Data Processing Agreement

This Data Processing Agreement ("DPA") forms part of the agreement between Kairos Systems LLC, which provides the FreightHQ platform ("Processor"), and the customer entity that subscribes to the Services ("Controller").

Controller decides why and how personal data is processed in connection with its freight operations. Processor hosts and operates the FreightHQ platform on Controller's instructions, as described in this DPA and the applicable service terms.

This DPA reflects the requirements of Article 28 of the EU General Data Protection Regulation ("GDPR") where GDPR applies to Processing under the Agreement.

Subject matter: Processing of personal data through Controller's use of the FreightHQ B2B SaaS platform.

Duration: For the term of the Agreement and until Processor has deleted or returned data in accordance with Section 9, unless a longer period is required by law.

Nature and purpose: Providing hosting, application logic, authentication, notifications, storage, analytics as configured, and support necessary to deliver the Services Controller has subscribed to—specifically to support freight forwarding operations (shipments, finance, documents, and portal access).

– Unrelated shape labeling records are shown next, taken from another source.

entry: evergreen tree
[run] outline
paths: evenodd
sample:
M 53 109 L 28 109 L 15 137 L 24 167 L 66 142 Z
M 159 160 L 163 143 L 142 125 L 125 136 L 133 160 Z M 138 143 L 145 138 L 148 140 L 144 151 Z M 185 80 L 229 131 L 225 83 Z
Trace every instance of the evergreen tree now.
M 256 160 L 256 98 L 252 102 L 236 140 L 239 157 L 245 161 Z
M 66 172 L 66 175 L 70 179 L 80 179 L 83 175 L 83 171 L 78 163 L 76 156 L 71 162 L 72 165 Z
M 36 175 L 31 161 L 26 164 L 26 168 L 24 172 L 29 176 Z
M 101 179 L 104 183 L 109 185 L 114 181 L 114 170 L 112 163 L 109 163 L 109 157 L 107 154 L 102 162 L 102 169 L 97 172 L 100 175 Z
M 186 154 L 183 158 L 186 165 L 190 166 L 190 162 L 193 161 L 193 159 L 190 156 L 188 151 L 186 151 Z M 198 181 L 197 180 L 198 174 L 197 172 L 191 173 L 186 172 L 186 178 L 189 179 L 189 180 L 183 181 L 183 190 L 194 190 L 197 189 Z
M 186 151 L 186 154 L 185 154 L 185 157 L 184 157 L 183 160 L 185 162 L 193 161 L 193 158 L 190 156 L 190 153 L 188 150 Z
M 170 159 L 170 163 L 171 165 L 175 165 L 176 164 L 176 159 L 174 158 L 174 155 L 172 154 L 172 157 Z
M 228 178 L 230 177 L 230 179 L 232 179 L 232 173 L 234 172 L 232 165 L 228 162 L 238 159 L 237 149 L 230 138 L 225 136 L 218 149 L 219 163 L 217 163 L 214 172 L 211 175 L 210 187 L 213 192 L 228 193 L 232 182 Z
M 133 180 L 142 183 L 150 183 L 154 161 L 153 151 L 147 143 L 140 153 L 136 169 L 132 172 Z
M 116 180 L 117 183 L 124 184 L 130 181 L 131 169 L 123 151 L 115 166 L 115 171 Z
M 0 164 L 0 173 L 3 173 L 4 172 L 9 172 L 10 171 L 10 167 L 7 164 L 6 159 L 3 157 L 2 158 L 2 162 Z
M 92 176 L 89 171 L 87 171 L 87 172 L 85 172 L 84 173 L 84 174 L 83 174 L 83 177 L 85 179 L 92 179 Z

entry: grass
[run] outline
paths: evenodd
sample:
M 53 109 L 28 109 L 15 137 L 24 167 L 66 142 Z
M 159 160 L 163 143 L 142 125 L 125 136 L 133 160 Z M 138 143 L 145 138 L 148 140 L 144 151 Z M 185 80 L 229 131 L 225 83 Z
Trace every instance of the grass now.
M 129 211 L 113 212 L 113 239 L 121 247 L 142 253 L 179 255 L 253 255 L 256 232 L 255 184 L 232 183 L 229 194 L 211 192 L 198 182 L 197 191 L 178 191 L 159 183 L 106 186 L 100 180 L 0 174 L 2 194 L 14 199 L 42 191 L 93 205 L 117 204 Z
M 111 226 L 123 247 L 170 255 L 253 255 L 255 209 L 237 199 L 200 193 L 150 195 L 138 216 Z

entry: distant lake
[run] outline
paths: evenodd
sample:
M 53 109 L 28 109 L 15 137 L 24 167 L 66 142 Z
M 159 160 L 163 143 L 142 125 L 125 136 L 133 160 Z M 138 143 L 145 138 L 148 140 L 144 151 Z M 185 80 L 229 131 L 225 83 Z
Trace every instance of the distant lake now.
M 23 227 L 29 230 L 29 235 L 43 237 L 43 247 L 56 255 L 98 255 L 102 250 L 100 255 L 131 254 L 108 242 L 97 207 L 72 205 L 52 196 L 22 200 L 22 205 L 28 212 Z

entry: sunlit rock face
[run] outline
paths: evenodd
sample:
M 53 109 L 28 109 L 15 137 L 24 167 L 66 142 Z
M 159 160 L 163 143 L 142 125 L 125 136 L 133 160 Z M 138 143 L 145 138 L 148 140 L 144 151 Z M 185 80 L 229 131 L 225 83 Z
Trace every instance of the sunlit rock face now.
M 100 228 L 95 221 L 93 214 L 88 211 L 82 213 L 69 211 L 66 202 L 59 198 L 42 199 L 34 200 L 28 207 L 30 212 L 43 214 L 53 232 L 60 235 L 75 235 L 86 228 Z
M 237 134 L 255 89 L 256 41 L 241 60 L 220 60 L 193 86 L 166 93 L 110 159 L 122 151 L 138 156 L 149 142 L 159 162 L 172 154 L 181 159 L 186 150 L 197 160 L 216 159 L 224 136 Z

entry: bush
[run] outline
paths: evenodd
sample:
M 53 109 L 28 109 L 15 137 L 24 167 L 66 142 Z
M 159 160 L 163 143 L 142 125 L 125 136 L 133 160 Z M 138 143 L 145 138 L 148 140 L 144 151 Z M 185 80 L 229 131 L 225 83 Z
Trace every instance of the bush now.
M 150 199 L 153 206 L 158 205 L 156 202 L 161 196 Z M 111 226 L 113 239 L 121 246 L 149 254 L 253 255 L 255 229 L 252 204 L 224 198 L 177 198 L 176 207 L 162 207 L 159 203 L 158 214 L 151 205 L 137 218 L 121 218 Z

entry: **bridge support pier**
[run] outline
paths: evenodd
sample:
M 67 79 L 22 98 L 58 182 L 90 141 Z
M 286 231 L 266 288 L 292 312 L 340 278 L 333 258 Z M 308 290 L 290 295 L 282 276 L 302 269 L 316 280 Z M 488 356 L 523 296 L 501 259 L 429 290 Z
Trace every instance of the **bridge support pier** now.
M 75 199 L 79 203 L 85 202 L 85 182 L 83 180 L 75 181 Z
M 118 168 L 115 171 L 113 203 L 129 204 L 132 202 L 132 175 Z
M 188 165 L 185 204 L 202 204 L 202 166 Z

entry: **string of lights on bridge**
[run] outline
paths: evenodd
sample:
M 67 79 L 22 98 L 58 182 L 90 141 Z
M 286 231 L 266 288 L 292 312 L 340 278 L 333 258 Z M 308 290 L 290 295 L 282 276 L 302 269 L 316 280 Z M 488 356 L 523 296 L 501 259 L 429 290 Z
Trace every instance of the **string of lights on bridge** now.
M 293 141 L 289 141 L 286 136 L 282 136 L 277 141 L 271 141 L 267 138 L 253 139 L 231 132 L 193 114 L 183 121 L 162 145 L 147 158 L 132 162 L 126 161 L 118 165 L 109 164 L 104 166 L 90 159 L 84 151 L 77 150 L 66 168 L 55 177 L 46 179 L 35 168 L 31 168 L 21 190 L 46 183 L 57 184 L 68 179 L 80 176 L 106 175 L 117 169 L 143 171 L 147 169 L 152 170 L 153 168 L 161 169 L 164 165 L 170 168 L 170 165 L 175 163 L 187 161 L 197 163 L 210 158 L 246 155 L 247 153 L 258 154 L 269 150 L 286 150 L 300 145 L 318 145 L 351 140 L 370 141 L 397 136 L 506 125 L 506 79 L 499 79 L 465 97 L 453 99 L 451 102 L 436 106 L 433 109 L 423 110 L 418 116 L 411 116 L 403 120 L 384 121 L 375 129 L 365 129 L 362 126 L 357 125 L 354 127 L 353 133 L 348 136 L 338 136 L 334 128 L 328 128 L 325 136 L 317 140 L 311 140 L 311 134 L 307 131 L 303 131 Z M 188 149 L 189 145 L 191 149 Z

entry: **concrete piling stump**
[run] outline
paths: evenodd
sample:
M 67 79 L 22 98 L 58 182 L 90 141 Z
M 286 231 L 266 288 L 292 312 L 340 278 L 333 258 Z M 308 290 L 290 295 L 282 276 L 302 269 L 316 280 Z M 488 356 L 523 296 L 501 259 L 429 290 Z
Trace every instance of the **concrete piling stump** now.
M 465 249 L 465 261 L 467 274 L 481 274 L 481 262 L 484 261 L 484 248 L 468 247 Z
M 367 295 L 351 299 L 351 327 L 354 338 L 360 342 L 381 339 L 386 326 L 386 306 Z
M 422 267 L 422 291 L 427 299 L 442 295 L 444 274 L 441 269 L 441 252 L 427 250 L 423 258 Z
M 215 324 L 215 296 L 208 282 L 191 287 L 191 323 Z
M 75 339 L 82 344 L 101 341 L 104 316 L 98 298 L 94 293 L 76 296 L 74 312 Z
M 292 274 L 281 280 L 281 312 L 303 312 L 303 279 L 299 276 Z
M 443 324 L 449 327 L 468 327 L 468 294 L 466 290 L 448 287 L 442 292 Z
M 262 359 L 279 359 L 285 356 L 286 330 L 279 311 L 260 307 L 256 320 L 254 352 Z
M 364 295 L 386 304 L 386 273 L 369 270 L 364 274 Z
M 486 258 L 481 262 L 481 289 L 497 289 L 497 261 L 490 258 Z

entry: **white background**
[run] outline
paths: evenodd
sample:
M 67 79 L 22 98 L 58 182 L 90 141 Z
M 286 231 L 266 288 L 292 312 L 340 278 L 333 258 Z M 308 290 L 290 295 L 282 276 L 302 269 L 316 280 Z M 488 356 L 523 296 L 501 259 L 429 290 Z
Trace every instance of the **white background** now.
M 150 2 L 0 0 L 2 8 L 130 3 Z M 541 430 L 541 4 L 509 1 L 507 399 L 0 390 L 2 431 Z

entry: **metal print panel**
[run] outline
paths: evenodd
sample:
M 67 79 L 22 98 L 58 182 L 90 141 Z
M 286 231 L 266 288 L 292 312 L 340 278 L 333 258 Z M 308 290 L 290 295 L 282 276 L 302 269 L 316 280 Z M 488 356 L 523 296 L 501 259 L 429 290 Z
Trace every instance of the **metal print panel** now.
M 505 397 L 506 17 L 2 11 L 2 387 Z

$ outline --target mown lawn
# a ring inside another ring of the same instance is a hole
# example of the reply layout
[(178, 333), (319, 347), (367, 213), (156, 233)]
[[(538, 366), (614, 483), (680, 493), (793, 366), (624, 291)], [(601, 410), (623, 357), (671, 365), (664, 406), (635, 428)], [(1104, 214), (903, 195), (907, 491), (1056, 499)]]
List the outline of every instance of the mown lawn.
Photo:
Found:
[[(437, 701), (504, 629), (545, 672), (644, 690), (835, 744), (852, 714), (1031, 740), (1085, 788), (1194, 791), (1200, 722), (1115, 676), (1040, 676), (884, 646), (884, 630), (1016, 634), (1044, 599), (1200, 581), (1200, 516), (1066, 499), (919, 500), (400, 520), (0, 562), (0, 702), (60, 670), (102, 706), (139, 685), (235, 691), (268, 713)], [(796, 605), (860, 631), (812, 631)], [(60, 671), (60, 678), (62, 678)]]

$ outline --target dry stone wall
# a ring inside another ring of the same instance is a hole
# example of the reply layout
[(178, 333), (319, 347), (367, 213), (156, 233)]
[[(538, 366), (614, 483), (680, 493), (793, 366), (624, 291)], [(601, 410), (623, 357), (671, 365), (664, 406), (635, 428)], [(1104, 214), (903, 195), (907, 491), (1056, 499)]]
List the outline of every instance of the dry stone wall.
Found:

Depending on how Controller configures the Services, Processing may include:

• Shipment and operational data: references, ports, dates, carrier fields, tracking events, and similar logistics attributes
• Commercial counterparts: names, addresses, and contact details of customers, consignees, notify parties, and other business contacts Controller enters
• Financial data: invoice line items, amounts, payment status metadata, and related accounting records processed in the platform
• Documents: files Controller uploads (e.g., bills of lading, packing lists, customs-related paperwork) which may contain personal data
• Portal users: email addresses and profile fields for users Controller invites to branded portals or workspaces

Data subjects may include Controller's personnel, Controller's customers and vendors, and individuals identified in shipment or document data.

Processor will:

• Process personal data only on documented instructions from Controller (including this DPA and the Agreement), unless EU or member state law requires otherwise—in which case Processor will inform Controller unless prohibited
• Ensure persons authorized to Process data are bound by confidentiality
• Implement appropriate technical and organizational measures taking into account the state of the art, implementation costs, and risks to data subjects
• Assist Controller with responding to requests from data subjects and with DPIAs or consultations with supervisory authorities, taking into account the nature of Processing and information available to Processor
• At Controller's choice, delete or return personal data after the end of provision of Services, except where law requires retention
• Make available information reasonably necessary to demonstrate compliance with Article 28 and allow for audits conducted by Controller or an auditor mandated by Controller, subject to reasonable confidentiality and security procedures

Controller authorizes Processor to engage sub-processors to support the Services. Processor will impose data protection terms on sub-processors that are materially no less protective than this DPA. Controller may object to a new sub-processor on reasonable data-protection grounds as described in the Agreement.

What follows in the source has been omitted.